Une rente AI crée des dépendances et favorise la stigmatisation sociale, sans parler de la perte de confiance en soi. Les jeunes qui ne peuvent pas travailler se retrouvent souvent mis à l’écart de la société. D’où l’importance du principe «pas de rente avant 30 ans», qui envoie un signal positif aux jeunes: ils doivent pouvoir travailler et s’affranchir rapidement d’une rente. Investir dans des mesures d’insertion professionnelle permet non seulement d’améliorer la situation personnelle des jeunes, mais aussi la situation financière de l’AI et des PC à long terme.

Si l’on veut mieux exploiter la main-d’œuvre indigène et lutter efficacement contre la pénurie de travailleurs qualifiés, qui s’aggravera immanquablement avec l’arrivée prochaine à la retraite de la génération des babyboomers, il faut aussi renforcer les mesures destinées à insérer les jeunes dans le monde du travail. Les employeurs l’ont compris et s’engagent de plus en plus et avec succès en faveur de l’intégration professionnelle, comme en témoignent les chiffres: depuis 2012, quelque 20 000 personnes annoncées à l’AI ont pu, chaque année, conserver ou trouver un nouvel emploi. D’ailleurs, le nombre de personnes dont l’employabilité a été maintenue (sans que le système de l’AI n’aie à intervenir) grâce à des mesures ciblées telles que le case management proposé par les assureurs privés ou les employeurs est certainement plus élevé encore. D’un point de vue économique, les entreprises ont aussi tout intérêt à garder leurs employés malgré leur handicap. Car les longues absences sont synonymes de coûts élevés et de pertes de savoir-faire.

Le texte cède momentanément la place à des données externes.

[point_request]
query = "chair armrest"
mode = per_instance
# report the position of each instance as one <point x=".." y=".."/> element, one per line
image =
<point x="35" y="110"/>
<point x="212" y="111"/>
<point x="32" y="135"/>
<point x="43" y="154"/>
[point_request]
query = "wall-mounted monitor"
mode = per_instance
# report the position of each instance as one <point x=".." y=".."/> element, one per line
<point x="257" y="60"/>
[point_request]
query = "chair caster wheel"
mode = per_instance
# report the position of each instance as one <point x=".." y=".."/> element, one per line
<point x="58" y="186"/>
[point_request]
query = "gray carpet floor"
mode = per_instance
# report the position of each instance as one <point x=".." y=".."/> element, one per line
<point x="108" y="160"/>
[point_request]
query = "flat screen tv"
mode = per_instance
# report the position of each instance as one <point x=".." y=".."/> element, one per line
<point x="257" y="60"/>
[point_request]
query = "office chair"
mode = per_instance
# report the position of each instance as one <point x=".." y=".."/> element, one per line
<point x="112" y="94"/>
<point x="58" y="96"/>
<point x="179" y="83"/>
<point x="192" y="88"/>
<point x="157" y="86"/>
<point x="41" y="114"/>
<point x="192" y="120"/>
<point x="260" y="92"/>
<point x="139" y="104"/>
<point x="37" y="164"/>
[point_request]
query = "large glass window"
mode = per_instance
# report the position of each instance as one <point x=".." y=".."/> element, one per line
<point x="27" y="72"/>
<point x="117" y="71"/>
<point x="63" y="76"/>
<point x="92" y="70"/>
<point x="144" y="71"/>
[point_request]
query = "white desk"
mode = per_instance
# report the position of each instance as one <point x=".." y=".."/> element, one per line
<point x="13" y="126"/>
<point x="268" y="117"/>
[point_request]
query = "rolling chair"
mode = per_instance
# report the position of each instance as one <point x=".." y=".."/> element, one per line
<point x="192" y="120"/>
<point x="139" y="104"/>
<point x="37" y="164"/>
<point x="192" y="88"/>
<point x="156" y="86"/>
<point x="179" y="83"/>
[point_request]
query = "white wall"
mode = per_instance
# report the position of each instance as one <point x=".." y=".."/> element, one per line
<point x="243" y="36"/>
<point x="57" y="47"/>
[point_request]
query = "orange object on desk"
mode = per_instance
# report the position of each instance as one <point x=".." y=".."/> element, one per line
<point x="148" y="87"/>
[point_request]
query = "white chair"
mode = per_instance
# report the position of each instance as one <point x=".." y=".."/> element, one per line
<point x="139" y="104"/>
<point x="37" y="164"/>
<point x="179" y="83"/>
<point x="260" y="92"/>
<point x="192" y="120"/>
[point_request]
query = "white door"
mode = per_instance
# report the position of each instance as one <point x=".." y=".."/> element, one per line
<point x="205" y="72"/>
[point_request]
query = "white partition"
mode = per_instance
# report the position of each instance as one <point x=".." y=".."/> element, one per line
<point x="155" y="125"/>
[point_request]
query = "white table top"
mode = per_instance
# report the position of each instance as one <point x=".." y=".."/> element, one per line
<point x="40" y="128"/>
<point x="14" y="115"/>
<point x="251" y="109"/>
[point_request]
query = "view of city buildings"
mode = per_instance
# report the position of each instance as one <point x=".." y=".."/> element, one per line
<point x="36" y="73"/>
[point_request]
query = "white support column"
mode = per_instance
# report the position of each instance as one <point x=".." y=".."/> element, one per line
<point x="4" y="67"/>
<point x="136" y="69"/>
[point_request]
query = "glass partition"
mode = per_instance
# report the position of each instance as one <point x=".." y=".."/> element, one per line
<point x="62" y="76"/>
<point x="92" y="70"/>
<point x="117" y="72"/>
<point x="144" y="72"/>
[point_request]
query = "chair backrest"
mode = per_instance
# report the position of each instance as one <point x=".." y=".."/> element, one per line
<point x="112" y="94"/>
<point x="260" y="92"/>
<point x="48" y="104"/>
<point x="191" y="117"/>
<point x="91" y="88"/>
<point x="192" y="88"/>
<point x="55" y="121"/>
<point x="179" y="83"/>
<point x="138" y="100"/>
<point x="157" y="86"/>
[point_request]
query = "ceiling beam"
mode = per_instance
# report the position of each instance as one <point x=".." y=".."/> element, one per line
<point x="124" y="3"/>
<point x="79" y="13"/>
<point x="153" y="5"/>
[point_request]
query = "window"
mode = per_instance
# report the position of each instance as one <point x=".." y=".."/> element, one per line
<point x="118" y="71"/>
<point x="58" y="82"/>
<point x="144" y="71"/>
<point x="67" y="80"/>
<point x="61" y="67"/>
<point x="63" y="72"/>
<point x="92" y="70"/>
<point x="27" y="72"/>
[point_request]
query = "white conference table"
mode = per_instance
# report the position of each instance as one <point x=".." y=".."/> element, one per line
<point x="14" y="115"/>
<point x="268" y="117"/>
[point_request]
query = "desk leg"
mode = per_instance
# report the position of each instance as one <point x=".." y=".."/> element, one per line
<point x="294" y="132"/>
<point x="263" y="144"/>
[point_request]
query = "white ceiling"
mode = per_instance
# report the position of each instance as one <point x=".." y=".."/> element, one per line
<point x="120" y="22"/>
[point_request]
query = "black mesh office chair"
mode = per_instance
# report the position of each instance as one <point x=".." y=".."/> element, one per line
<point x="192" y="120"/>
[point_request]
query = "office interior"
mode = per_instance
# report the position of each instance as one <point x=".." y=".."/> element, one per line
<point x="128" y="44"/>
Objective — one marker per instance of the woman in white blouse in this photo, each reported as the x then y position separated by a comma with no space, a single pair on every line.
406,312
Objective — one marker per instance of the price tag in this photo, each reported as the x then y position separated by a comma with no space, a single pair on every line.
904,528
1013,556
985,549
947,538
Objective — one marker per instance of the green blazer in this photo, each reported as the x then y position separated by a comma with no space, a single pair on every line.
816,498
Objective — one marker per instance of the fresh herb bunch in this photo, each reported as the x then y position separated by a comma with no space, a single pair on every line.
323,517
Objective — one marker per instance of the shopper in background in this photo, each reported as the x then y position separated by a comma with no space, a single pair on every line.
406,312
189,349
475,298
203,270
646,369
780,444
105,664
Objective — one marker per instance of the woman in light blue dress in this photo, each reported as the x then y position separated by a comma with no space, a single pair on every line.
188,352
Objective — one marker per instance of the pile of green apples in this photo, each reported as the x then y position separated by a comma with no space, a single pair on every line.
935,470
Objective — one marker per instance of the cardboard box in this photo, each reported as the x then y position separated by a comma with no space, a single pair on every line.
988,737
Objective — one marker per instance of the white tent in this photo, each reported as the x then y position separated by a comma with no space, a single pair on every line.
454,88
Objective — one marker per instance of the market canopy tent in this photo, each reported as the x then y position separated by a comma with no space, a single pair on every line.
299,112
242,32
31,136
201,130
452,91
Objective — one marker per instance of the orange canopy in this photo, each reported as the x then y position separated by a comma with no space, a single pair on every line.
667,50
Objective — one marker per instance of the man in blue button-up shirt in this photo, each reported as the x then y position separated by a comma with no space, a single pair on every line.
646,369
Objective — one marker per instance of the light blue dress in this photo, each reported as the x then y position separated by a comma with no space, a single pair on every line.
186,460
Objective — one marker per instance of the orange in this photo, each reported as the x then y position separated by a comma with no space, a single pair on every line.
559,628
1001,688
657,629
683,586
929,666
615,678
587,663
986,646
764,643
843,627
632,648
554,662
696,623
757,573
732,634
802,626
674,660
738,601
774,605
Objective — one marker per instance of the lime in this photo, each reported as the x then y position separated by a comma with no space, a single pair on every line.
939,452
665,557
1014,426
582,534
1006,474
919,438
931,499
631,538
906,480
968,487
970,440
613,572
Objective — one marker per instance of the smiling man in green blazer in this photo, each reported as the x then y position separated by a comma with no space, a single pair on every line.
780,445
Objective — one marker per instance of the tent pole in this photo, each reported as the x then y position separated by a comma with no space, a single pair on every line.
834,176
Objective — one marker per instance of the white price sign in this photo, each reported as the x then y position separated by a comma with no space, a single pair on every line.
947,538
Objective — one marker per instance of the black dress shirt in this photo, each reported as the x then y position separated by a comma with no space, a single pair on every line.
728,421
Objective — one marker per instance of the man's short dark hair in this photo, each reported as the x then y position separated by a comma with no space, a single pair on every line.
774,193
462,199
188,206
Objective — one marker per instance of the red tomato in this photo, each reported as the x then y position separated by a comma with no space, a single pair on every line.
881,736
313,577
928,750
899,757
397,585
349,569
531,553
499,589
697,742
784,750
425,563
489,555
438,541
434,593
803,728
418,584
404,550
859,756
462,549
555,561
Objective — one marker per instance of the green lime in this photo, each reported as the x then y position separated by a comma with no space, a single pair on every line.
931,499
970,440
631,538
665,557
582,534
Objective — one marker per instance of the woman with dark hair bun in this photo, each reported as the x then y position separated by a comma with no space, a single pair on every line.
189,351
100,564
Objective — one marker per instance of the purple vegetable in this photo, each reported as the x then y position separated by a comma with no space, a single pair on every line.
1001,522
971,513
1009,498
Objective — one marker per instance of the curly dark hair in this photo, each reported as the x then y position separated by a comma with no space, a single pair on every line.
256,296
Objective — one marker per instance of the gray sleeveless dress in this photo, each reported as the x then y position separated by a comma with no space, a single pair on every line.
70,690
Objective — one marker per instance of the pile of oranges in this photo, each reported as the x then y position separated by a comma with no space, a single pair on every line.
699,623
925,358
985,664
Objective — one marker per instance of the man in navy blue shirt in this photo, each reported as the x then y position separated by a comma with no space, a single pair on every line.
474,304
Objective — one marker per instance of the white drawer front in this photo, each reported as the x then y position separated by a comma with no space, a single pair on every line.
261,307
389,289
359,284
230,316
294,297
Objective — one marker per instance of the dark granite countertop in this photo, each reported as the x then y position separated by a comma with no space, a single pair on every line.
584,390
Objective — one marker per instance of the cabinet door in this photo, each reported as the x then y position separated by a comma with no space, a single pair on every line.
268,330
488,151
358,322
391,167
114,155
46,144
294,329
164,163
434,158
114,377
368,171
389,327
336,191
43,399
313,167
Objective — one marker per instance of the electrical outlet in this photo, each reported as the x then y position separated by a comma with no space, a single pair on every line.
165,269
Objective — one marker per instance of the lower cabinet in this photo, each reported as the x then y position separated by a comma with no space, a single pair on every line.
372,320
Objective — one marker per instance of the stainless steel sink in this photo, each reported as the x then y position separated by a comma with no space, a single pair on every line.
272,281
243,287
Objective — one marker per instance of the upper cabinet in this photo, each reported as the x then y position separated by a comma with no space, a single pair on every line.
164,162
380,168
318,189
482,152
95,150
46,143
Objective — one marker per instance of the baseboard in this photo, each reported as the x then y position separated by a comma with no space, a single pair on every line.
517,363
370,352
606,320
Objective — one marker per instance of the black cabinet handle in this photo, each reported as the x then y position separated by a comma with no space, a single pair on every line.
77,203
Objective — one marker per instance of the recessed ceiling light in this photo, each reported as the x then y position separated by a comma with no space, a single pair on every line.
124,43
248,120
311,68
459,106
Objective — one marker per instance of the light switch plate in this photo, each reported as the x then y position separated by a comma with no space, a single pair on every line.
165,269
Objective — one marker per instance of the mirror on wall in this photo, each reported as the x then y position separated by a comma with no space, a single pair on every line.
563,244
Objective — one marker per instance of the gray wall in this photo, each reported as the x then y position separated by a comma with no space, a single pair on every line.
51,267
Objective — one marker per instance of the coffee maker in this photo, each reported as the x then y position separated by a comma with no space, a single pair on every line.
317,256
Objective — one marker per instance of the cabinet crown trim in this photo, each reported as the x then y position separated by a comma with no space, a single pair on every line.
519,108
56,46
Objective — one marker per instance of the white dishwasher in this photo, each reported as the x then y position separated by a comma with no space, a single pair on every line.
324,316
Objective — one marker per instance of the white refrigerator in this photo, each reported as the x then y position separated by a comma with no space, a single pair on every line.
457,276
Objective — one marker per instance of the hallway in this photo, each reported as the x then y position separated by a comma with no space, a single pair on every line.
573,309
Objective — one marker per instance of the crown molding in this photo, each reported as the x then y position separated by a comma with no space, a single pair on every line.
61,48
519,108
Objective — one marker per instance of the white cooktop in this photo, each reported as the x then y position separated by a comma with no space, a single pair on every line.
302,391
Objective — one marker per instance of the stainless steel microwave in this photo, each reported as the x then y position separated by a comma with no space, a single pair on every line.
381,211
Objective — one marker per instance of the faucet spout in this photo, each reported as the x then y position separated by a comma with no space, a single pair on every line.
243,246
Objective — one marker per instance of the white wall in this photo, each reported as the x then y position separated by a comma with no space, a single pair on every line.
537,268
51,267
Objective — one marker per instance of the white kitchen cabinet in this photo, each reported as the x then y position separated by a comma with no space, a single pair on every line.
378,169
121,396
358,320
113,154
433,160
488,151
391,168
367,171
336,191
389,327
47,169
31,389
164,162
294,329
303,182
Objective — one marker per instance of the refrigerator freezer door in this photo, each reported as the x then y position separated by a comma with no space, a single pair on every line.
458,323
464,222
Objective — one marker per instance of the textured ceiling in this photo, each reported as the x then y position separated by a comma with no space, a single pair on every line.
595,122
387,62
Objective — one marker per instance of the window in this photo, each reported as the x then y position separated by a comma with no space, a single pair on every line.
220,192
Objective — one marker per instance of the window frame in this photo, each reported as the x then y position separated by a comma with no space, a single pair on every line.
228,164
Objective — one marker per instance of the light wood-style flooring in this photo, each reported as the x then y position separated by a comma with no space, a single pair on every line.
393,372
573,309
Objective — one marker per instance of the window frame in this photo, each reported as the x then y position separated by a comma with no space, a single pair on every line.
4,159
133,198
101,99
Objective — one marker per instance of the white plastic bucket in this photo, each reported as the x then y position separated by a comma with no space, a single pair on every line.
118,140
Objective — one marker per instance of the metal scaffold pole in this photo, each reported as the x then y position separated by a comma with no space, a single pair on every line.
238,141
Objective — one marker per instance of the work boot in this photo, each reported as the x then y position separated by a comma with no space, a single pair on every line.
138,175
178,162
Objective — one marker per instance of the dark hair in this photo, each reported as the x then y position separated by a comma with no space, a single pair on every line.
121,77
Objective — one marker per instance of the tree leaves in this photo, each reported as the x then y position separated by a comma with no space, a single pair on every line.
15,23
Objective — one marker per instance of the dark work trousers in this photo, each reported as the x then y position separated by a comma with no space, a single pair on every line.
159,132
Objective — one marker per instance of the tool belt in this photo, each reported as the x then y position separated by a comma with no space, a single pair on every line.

Les craintes soulevées par le principe «pas de rente avant 30 ans» sont donc infondées. Plutôt que de mener une guerre des tranchées idéologique, les parlementaires feraient mieux de se concentrer sur des mesures professionnelles ciblées visant à aider les jeunes adultes atteints dans leur santé à s’intégrer dans le monde du travail. Compte tenu des 3000 nouvelles rentes AI allouées chaque année à des personnes de moins de 30 ans, opter directement pour le versement d’une rente AI au lieu d’investir davantage dans des mesures d’intégration sur le marché du travail revient à un aveu d’impuissance.